薬物は抱えの錬金術師を使って相当数を精製していたようで、流通ルートを全て追うのが困難な程広がっていた。現在商人や騎士団の力を借りて捜査中だ。
近いうちにサントニオルのセキュリティが復興するので、一斉に検挙する事が出来るだろう。聞いた話だが、ギルドにも協力要請をしているようなので、盤石だと思われる。
そして誘拐の被害者に関しては、調査開始から数週間たった今でも、まるで見つかる気配が無い。ヴィクトルの行動範囲は隈なく探した。しかし見つからなかった。
本人に問うと、何処かへ売ったというのだ。しかし売った相手の素性は知らないらしい。
その調査の過程で、彼の裏にいる本当の黒幕に行き当たった。それがペドロリーノ=ゼロという男だ。
調査開始当初、ヴィクトルは黒幕の存在を否定していた。真実の石を使い調査したので、彼の言葉に嘘は無い。

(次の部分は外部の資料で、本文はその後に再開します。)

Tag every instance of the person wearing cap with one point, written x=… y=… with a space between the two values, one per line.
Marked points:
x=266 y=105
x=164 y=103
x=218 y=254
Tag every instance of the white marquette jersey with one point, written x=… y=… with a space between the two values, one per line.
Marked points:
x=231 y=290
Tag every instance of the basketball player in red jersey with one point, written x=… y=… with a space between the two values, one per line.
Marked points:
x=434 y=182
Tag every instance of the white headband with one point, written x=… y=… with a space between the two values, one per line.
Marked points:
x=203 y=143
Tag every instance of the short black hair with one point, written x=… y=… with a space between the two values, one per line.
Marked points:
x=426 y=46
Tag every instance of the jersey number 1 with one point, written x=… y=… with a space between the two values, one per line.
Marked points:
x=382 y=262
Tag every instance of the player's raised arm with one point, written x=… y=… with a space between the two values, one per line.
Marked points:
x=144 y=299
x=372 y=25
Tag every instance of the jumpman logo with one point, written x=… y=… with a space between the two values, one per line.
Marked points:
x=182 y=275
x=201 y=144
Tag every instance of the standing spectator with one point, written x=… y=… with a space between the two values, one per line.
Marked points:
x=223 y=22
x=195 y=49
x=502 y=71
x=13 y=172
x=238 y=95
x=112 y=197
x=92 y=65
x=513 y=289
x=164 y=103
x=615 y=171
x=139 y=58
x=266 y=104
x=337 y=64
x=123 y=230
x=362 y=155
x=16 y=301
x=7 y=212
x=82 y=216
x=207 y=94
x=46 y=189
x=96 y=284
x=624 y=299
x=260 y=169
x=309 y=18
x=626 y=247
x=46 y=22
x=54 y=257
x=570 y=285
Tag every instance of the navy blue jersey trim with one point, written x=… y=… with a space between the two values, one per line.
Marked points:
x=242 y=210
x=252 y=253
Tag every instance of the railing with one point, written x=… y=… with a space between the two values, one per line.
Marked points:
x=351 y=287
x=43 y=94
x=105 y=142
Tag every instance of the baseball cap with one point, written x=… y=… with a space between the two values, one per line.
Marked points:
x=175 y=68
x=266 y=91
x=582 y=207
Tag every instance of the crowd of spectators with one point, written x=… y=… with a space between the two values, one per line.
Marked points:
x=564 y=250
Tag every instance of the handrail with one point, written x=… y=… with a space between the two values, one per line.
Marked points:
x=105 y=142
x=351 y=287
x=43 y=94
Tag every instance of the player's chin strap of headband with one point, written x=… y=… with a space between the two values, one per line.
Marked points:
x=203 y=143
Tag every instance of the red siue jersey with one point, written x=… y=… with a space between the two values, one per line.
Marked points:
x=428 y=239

つまり、ヴィクトルはずっと勘違いをしていたのだ。自身の考えで動いていると、ペドロリーノは自身の部下であると。
不気味であると言わざるを得ない。
さて、そのペドロリーノだが、サントニオル騎士団の二枚看板と呼ばれるような男だ。故に彼の身辺調査は簡単に行えるはずだった。しかし、保存されていた経歴を元に辿って行くと、忽然とその存在が消えた。
ある男爵家の子息であったはずなのに、その男爵家に男子は居なかった。書類上の母方を遡っても同じ事が起きた。

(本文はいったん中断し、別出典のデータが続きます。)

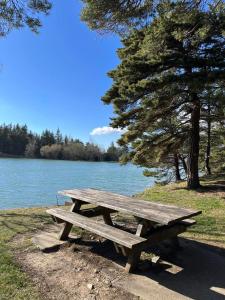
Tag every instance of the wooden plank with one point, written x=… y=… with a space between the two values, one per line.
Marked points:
x=65 y=231
x=158 y=213
x=164 y=233
x=114 y=234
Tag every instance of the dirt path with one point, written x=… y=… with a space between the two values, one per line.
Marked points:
x=85 y=271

それから騎士団員への聞き込みを行った。一度くらい家に行った事がある人物が居るだろうと、家族や身内の話を飲みながら話した人間がいるだろうと。
しかし存在しなかった。誰もが彼は優秀で素晴らしい人格者だと言うのに。彼の個人的な情報を知っている者は誰も居なかった。
過去は全て嘘で、現在は朧、この先何処に現れるかも分から無い男。
ペドロリーノという人物は存在しない。居たと言う人々が、ただ居るだけだ。
あれから暫く経って、行方不明者が運ばれた場所に見当がついた。
サントニオルから5キロ程いった先にある洞窟。その中に被害者の遺留品の一部が見つかったのだ。
その洞窟には、何かの機材が設置されていたような形跡が残されており、調査部では、人体実験が行われていたのではないかとの結論を出した。
理由は二つ。
一つはヴィクトルの取引相手が健康な肉体を持つ人間と豊富な人種を求めていたこと。
もう一つは、ヴィクトルがペドロリーノに|頼
《・》まれて幾つかの薬剤と手術道具を購入していた事だ。
これらの理由から、行方不明者は人体実験を受けて死亡したと結論付けられた。今後も捜索は続くが、規模は縮小していく事だろう。
それともう一つ。
侯爵家に保管されていた巨大な魔石が紛失したらしい。ペドロリーノが盗んだのかは定かでは無いが、関連の調査を依頼されている。しかし、結論は出ないだろう。
侯爵家の捜査機関に所属する私の立場では、調査はここが限界だ。しかし私が纏めた情報が、とある冒険者たちに報告されるらしい。
我々の報告書を生かし、彼らがこの謎に包まれた男の正体に辿り着ける事を、心から祈っている。